Inserts and bad performance

Started by Godfrin, Philippe Eover 4 years ago15 messagesgeneral

Philippe.Godfrin@nov.com

over 4 years ago

Greetings
I am inserting a large number of rows, 5,10, 15 million. The python code commits every 5000 inserts. The table has partitioned children.

At first, when there were a low number of rows inserted, the inserts would run at a good clip - 30 - 50K inserts per second. Now, after inserting oh say 1.5 Billion rows, the insert rate has dropped to around 5000 inserts per second. I dropped the unique index , rebuilt the other indexes and no change. The instance is 16 vcpu and 64GB ram.

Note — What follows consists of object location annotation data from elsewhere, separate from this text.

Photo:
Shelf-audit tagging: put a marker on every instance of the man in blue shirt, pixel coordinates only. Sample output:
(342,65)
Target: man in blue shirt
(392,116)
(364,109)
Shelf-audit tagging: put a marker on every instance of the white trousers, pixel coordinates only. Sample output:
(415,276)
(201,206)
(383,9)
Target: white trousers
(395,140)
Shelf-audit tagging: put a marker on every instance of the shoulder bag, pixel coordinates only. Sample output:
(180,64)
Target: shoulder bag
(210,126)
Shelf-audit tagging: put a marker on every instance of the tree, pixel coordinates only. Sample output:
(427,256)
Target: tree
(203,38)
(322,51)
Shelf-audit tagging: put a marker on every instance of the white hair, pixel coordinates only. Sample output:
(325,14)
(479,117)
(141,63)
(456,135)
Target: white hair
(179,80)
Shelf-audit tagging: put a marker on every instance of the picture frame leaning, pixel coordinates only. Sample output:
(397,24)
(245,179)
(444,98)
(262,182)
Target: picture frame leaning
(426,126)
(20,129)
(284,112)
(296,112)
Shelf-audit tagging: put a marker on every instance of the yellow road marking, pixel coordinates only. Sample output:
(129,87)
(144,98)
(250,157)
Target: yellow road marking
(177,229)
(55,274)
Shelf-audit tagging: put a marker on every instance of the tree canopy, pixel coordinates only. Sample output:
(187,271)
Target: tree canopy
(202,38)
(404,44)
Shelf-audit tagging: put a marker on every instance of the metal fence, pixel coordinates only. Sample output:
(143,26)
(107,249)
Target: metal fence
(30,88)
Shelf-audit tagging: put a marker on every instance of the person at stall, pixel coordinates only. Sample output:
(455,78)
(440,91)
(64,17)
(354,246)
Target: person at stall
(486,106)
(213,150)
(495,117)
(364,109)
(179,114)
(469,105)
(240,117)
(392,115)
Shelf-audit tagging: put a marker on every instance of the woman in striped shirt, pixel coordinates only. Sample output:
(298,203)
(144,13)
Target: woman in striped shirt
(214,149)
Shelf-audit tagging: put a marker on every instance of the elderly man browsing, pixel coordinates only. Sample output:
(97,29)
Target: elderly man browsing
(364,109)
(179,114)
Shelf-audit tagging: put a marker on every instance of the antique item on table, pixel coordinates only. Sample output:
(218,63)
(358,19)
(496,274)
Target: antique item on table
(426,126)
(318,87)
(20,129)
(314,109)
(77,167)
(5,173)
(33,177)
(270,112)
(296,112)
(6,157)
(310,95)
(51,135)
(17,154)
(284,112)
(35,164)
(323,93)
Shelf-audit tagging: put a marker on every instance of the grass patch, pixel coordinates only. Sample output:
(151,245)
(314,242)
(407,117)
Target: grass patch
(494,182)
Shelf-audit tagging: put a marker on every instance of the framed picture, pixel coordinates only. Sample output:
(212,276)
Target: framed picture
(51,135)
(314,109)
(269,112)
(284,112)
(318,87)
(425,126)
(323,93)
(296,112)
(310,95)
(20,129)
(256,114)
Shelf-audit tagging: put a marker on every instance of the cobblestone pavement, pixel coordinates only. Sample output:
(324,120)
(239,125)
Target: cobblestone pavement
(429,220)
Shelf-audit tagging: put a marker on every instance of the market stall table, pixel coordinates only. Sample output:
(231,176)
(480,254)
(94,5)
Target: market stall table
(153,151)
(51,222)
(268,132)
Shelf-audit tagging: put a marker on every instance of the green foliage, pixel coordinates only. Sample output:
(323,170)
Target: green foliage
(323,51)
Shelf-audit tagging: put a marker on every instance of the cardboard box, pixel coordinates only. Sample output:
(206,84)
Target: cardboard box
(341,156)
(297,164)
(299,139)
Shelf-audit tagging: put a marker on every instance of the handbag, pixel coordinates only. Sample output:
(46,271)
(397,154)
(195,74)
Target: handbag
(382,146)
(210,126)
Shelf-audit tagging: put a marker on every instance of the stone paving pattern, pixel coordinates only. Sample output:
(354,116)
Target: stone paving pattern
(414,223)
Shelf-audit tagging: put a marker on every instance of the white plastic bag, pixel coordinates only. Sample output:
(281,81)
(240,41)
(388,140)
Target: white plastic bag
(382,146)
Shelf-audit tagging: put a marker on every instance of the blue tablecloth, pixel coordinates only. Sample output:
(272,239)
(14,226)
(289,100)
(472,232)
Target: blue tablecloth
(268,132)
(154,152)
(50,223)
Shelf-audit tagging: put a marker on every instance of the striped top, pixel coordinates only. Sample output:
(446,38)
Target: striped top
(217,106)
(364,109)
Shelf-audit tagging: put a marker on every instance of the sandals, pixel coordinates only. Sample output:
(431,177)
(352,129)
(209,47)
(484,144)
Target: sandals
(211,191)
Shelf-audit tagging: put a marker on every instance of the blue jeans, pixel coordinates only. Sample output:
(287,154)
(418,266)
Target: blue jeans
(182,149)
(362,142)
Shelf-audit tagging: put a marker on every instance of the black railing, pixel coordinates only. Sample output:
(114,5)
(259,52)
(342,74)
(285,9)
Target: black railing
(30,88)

I'm perplexed, I can't see to find any reason for the slow down...
Thanks,
pg

Phil Godfrin | Database Administration
NOV
NOV US | Engineering Data
9720 Beechnut St | Houston, Texas 77036
M 281.825.2311
E Philippe.Godfrin@nov.com<mailto:Philippe.Godfrin@nov.com>

Kenneth Marshall

ktm@rice.edu

over 4 years ago

In reply to: Godfrin, Philippe E (#1)

Re: Inserts and bad performance

On Wed, Nov 24, 2021 at 07:15:31PM +0000, Godfrin, Philippe E wrote:

Greetings
I am inserting a large number of rows, 5,10, 15 million. The python code commits every 5000 inserts. The table has partitioned children.

At first, when there were a low number of rows inserted, the inserts would run at a good clip - 30 - 50K inserts per second. Now, after inserting oh say 1.5 Billion rows, the insert rate has dropped to around 5000 inserts per second. I dropped the unique index , rebuilt the other indexes and no change. The instance is 16 vcpu and 64GB ram.

I'm perplexed, I can't see to find any reason for the slow down...
Thanks,
pg

Hi,

With not much information, it may be I/O related. CPU and RAM cannot fix
that once items need to be written to disk. Are there any errors in the
logs or CPUs maxxed out?

Regards,
Ken

Godfrin, Philippe E

Philippe.Godfrin@nov.com

over 4 years ago

In reply to: Kenneth Marshall (#2)

RE: [EXTERNAL] Re: Inserts and bad performance

My apologies for the dearth of details. No on both the cpu and errors. But I do believe it is IO related. I just can't find it.
I thought maybe it was index splitting so I altered the unique index with filterfactor=40 and reindexed. No change.
I then dropped the unique index. No change.
I thought maybe it was checkpoint timeouts, but there was no correlation.
Oddly enough other jobs running concurrently, are also inserting, most likely into different partitions, are running about 2x faster than others.

I'm rather perplexed.
pg

-----Original Message-----
From: Kenneth Marshall <ktm@rice.edu>
Sent: Wednesday, November 24, 2021 1:20 PM
To: Godfrin, Philippe E <Philippe.Godfrin@nov.com>
Cc: pgsql-general@lists.postgresql.org
Subject: [EXTERNAL] Re: Inserts and bad performance

On Wed, Nov 24, 2021 at 07:15:31PM +0000, Godfrin, Philippe E wrote:

Greetings
I am inserting a large number of rows, 5,10, 15 million. The python code commits every 5000 inserts. The table has partitioned children.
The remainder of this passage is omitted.